You’re probably aware of all of this stuff already. You know about cherry-picking, and you know about bad science journalism, and you’ve encountered sensationalist charlatans. But I think some people might underestimate just how easy it is to make an argument that appears to be evidence-based just by cherry-picking studies. And it’s also easy for writers to fool themselves into thinking there is consensus in the literature by just flicking through the first few studies they find, even if they’re not intentionally trying to deceive people. And it’s also easy to conclude that the studies that support their argument seem to be extremely robust and rigorous, but the ones that oppose their argument seem to have flaws that they’ve found after looking at them extremely closely. I know I’ve made this point over and over again, but please be wary of arguments that imply that there is some strong academic consensus on a controversial topic - it’s just so easy to give that impression when it isn’t actually true.

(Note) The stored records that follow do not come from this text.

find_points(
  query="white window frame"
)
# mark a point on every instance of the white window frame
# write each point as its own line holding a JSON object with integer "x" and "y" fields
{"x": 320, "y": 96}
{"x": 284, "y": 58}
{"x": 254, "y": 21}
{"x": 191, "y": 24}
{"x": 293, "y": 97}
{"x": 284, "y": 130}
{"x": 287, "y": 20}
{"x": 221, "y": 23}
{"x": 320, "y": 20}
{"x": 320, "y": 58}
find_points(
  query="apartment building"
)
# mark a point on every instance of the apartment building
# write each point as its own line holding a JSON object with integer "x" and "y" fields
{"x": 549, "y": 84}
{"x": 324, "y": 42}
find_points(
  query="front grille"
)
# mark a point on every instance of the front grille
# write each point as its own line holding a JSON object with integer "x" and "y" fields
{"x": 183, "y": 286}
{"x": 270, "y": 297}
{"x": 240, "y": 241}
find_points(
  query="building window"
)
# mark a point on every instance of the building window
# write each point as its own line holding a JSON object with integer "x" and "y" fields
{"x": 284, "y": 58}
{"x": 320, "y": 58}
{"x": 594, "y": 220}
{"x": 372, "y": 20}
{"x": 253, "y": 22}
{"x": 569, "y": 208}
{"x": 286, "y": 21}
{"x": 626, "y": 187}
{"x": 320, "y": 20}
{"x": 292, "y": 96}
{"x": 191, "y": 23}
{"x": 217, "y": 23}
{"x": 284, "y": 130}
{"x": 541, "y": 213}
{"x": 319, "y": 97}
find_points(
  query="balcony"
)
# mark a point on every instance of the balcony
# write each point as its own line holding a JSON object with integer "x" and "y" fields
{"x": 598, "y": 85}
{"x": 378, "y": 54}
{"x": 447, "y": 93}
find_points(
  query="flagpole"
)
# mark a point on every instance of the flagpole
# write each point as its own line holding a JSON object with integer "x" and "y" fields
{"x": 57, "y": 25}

This definitely isn’t intended to criticise Elicit - it’s certainly not a tool that mostly helps people lie! I love Elicit, it’s really useful for looking over the literature when thinking about how to answer a question, but it’s also easy to cherry-pick the answers you want. This applies to Google scholar and everything else too, I just prefer to use Elicit because it’s so easy to use.
Really great example of how easy it is to shape the story you want. Another great example I saw recently was a paper on unaffordable housing. It claimed "Almost nowhere in the United States Can You Afford the Median Rent While Making Minimum Wage."
Of course not; you're comparing the lowest incomes with the middle of the road housing cost.
You can make statistics say pretty much anything you want, but it's not healthy for actually having a productive discussion.
In machine learning, it's very common to encounter over-fitting, where your model (analogous to a "simplified summary of the literature") works for the training data ("the literature I'm citing") but not in general ("the real world"). It's standard practice to train on e.g. 80% of your data and run that model against both the training data and the randomly withheld 20%. If it's worse on the 20%, it will probably be that bad in the real world.
It would be interesting to try something like that, acknowledging that there are far fewer "data points" to split out. But it would encourage humility (and /specificity/) in simplified summaries, especially once you realize that, unless you specify the boundaries of where your summary applies, your holdout set might randomly include the effect's attempted replication with baby Eskimos.